Drug response predict with scDrug

scDrug is a database that can be used to predict the drug sensitivity of single cells based on an existing database of drug responses. In the downstream tasks of single cell analysis, especially in tumours, we are fully interested in potential drugs and combination therapies. To this end, we have integrated scDrug’s IC50 prediction and inferCNV to infer the function of tumour cells to build a drug screening pipeline.
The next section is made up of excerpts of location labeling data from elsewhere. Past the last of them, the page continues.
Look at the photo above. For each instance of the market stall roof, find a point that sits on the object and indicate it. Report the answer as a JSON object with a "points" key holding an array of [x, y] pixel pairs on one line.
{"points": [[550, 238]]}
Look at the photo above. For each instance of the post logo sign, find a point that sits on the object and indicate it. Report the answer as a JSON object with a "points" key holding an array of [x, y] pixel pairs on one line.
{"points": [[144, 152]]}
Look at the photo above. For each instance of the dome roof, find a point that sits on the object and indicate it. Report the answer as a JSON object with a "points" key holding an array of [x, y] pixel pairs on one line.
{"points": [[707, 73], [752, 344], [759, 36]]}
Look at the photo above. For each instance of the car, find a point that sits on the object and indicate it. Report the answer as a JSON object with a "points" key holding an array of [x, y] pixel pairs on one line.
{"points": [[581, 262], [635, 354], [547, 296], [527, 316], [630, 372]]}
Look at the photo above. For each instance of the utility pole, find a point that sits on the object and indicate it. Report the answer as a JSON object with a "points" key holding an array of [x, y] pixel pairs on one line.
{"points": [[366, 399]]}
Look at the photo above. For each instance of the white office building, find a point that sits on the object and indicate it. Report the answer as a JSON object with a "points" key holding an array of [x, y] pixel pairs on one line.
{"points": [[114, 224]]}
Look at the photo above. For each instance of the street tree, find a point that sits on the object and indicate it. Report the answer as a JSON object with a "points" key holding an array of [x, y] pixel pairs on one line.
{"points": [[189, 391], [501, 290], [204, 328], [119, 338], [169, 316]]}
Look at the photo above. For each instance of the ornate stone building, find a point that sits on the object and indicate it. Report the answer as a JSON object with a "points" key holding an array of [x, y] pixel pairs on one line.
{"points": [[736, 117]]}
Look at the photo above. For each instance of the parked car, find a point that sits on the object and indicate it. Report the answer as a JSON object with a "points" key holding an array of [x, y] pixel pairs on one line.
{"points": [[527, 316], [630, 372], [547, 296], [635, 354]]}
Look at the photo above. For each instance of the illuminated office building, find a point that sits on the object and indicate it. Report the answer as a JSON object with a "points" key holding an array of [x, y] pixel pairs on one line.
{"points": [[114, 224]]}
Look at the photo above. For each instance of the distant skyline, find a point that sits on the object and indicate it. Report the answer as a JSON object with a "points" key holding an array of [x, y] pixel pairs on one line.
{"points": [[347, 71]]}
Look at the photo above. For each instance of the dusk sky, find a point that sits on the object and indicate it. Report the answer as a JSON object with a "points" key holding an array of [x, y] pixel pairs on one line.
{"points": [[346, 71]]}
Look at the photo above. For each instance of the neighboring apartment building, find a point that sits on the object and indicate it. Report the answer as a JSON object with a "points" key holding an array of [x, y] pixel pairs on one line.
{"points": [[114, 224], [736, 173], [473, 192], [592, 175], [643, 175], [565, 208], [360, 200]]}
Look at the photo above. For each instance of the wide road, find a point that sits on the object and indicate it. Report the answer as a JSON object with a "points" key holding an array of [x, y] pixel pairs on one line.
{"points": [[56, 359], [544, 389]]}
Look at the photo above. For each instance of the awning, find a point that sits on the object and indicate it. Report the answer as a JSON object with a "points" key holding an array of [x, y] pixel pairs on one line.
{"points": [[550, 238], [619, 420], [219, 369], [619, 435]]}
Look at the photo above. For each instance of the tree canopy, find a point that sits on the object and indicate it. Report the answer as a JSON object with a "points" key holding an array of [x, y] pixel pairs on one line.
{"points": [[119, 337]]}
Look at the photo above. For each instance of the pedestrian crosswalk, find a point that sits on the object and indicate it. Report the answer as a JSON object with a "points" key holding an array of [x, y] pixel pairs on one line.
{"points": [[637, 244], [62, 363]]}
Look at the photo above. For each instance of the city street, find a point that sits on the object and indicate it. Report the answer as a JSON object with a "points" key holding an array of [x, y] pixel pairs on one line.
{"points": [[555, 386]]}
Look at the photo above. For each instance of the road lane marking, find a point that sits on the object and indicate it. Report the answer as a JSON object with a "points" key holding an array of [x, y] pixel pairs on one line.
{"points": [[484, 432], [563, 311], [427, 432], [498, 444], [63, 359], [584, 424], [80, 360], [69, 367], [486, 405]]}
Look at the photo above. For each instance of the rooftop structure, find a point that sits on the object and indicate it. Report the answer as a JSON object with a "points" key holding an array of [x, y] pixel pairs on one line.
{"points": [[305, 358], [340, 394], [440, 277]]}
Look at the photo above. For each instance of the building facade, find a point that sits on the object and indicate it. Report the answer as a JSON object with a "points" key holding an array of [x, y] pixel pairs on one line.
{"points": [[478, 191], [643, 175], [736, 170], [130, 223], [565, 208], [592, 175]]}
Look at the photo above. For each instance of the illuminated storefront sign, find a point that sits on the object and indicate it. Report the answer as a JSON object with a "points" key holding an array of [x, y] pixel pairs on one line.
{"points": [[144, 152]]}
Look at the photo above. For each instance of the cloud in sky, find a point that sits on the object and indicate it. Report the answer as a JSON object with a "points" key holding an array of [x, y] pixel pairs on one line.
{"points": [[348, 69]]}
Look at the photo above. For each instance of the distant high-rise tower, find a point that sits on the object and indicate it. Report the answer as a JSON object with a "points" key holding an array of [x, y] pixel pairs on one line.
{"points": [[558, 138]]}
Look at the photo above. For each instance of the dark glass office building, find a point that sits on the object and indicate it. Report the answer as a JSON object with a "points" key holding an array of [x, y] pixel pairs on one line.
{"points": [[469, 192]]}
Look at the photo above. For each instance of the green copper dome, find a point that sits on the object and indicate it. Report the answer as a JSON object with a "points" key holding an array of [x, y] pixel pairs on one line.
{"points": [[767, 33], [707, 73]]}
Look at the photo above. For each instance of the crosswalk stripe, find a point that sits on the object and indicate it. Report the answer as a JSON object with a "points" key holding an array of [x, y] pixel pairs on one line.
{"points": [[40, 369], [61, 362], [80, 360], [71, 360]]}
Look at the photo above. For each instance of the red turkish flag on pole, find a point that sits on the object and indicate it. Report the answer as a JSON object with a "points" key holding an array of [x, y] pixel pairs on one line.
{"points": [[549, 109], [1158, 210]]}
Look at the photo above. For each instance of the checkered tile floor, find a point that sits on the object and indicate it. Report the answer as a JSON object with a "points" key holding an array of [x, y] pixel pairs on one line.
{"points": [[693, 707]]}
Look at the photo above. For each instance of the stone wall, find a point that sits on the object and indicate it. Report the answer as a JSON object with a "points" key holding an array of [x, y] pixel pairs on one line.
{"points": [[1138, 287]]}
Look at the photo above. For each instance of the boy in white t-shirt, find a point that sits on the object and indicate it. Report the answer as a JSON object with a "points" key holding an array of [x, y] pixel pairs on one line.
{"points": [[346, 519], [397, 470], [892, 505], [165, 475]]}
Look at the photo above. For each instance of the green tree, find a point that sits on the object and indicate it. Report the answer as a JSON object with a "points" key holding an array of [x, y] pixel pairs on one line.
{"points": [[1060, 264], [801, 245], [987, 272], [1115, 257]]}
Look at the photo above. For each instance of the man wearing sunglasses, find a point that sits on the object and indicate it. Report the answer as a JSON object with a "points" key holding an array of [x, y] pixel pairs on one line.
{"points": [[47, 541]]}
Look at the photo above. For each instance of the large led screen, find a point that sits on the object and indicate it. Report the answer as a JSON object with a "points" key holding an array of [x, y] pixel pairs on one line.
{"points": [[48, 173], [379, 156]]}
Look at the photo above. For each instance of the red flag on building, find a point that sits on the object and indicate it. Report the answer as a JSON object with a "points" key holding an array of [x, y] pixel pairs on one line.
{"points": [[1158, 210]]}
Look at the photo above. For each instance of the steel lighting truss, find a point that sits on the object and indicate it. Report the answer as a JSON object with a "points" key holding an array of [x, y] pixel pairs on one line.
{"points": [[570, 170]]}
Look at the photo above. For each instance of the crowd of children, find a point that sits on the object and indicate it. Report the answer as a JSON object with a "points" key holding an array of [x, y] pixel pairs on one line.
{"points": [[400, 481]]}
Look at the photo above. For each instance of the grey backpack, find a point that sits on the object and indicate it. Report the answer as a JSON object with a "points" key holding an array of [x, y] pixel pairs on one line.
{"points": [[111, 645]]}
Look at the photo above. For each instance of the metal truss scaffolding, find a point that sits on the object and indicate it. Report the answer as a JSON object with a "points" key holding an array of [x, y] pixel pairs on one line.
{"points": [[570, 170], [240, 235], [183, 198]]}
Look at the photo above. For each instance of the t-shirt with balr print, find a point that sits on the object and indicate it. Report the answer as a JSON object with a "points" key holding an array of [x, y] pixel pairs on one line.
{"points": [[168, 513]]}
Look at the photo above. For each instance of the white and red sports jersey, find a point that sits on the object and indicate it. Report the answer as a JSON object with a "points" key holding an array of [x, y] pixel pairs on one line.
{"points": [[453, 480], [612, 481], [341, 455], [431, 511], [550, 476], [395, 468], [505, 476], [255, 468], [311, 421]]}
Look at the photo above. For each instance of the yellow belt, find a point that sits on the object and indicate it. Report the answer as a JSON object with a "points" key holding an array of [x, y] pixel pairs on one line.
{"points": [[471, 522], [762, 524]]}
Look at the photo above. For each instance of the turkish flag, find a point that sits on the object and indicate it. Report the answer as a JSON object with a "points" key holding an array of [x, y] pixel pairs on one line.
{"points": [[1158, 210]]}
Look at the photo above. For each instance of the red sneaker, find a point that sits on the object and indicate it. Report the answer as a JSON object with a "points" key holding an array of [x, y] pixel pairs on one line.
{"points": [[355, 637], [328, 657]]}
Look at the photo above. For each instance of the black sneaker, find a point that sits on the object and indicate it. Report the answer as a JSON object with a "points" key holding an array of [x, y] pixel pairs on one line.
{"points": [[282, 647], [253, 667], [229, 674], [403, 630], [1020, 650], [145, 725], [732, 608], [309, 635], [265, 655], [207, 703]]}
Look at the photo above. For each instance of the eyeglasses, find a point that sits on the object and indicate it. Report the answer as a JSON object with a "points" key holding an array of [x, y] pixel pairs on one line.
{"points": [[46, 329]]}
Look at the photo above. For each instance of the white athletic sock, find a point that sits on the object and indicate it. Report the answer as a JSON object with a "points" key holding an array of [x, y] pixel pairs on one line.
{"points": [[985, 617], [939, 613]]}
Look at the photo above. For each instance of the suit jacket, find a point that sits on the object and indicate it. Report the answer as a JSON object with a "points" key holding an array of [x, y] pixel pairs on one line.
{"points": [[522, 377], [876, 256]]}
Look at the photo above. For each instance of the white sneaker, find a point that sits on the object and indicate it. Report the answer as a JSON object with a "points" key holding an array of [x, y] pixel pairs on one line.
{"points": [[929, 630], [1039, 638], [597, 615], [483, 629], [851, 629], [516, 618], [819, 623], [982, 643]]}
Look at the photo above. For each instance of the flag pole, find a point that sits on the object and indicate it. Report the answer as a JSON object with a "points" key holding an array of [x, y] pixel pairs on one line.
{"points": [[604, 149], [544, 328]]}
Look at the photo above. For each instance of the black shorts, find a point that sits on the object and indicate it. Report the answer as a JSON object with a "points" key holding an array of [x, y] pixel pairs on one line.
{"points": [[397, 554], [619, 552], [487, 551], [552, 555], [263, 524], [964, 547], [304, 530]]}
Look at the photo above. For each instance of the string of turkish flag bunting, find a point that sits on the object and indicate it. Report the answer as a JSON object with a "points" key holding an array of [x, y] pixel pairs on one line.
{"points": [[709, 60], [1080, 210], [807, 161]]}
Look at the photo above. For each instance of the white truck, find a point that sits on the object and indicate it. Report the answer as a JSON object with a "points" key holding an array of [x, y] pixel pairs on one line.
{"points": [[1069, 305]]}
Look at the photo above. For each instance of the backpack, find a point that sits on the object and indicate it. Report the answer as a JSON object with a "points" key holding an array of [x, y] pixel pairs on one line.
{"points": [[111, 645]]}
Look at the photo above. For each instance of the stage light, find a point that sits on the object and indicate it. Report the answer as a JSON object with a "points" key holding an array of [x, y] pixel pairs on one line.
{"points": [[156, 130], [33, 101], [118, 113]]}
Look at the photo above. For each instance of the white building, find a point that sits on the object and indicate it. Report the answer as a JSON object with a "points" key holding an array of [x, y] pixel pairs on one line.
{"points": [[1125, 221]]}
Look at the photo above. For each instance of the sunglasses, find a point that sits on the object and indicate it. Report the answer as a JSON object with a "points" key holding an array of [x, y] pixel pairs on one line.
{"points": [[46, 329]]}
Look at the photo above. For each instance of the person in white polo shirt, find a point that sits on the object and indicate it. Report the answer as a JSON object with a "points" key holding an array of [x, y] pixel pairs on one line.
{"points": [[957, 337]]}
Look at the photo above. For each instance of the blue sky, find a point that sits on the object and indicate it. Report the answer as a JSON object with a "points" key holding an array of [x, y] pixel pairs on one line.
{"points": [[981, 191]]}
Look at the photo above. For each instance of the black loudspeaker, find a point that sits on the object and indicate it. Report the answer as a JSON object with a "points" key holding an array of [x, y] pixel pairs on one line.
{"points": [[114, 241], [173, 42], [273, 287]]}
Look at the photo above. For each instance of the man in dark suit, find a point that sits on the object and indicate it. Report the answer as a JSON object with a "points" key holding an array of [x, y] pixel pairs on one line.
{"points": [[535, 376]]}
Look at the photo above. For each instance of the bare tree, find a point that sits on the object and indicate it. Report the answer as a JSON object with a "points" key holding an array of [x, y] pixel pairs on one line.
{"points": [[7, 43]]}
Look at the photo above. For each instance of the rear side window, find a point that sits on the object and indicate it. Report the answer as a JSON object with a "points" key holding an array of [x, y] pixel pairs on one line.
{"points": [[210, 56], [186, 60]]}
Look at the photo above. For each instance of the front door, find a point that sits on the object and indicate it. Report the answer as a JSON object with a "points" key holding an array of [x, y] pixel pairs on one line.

Paper: scDrug: From single-cell RNA-seq to drug response prediction

Code: https://github.com/ailabstw/scDrug

Colab_Reproducibility:https://colab.research.google.com/drive/1mayoMO7I7qjYIRjrZEi8r5zuERcxAEcF?usp=sharing

import omicverse as ov
import scanpy as sc
import infercnvpy as cnv
import matplotlib.pyplot as plt
import os

sc.settings.verbosity = 3             # verbosity: errors (0), warnings (1), info (2), hints (3)
sc.settings.set_figure_params(dpi=80, facecolor='white')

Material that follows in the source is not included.